The dermis as a portal for dendritic cell-targeted immunotherapy of cutaneous melanoma.

Complete surgical excision at an early stage remains the only curative treatment for cutaneous melanoma with few available adjuvant therapy options. Nevertheless, melanoma is a relatively immunogenic tumor type and particularly amenable to immunotherapeutic approaches. A dense network of cutaneous dendritic cells (DC) may account for the reported efficacy of vaccination through the skin and provide an attractive target for the immunotherapy of melanoma. Several phenotypically distinct DC subsets are discernable in the skin, among others, epidermal Langerhans cells and dermal DC. Upon appropriate activation both subsets can efficiently migrate to melanoma-draining lymph nodes (LN) to prime T cell-mediated responses.
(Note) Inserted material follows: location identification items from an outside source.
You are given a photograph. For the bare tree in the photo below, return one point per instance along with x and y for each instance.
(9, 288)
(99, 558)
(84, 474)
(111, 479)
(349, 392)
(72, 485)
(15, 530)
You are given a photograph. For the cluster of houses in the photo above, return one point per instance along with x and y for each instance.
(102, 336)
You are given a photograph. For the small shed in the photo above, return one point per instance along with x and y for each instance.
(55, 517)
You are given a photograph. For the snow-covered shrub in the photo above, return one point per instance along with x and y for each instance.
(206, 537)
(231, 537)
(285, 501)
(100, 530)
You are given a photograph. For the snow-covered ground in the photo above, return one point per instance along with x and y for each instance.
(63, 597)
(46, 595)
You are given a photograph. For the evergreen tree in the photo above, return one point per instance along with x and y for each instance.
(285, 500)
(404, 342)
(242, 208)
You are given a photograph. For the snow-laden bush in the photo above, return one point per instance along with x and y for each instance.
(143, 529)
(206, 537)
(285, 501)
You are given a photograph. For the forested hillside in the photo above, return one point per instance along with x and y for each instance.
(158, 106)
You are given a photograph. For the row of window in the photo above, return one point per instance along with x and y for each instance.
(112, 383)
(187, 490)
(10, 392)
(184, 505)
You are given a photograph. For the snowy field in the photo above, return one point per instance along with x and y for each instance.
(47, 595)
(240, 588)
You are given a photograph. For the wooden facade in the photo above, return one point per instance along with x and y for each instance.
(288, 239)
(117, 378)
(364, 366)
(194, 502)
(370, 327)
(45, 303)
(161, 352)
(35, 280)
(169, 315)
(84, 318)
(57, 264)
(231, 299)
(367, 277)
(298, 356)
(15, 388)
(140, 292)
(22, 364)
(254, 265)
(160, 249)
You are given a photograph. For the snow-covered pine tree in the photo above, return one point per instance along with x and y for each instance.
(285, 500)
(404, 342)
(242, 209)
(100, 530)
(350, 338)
Unfortunately, from an early stage, melanoma development is characterized by strong immune suppression, facilitating unchecked tumor growth and spread. Particularly the primary tumor site and the first-line tumor-draining LN, the so-called sentinel LN, bear the brunt of this melanoma-induced immune suppression-and these are exactly the sites where anti-melanoma effector T cell responses should be primed by DC in order to prevent early metastasis. Through local immunopotentiation or through DC-targeted vaccination, the dermis may be utilized as a portal to activate DC and kick-start or boost effective T cell-mediated anti-melanoma immunity, even in the face of this immune suppression.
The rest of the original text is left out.